“You should probably cut your nails if you want to continue.”
His stubby ones are barely visible below callused fingertips.
I realize learning guitar isn’t going to be easy. Or pretty. Goodbye feminine nails I worked so hard to grow out.
Like trying anything new, I weigh the costs and ask how badly I want this.
“Practice half an hour each day, and you’ll have calluses built up by next week’s lesson.”
Yeah, I’ll get on that right away.
“And retrain the muscle memory in your fourth finger. It wants to go straight but it needs to bend so the chord sounds cleaner.”
I look at the troublesome finger playing D major, stuck straight as a pencil with no sign of arcing. Old and set in my ways, I doubt how much practice will help. My fingers resort to their former positions like good students.
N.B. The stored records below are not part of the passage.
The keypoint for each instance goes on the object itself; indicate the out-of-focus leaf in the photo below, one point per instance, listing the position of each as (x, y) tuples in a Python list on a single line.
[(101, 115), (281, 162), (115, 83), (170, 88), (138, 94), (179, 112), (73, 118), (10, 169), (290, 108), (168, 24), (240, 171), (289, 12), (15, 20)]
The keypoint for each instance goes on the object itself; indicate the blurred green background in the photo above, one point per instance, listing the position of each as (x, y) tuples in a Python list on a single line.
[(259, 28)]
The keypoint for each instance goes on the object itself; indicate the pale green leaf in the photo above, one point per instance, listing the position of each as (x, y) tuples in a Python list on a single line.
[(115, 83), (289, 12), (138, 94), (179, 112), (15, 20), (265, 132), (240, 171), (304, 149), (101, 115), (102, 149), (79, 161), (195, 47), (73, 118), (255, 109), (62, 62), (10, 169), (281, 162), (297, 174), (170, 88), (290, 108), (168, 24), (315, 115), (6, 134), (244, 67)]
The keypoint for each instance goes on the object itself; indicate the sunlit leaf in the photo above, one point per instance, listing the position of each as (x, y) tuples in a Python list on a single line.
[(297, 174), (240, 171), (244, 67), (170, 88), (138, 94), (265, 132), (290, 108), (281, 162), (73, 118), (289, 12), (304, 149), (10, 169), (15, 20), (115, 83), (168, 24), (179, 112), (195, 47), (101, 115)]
“Save your money and teach yourself,” my brother had said. I had tried that, but teaching myself isn’t helpful when I’m teaching wrong.
I didn’t know there was follow-through in guitar like in basketball. I didn’t know to wrap my hands tightly around the neck like gripping a baseball bat. Heck, I didn’t know playing guitar was so much like playing sports, the fingers curved like a body over a high jump bar.
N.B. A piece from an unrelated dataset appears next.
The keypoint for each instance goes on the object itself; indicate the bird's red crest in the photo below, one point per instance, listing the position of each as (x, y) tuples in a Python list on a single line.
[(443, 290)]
Practice makes better. How badly do I want to be better?
I remember I am finished school, worried my brain’s glory days are over and are now starting a gradual process of decline. I remember a university professor asking, “Which of the arts most powerfully and universally conveys human experience?”
The class was mute. When we finally answered, we said theatre. There are wrong answers in the humanities by the way. The professor said no. Music. Who are you?
Tonight I am taking scissors to my nails.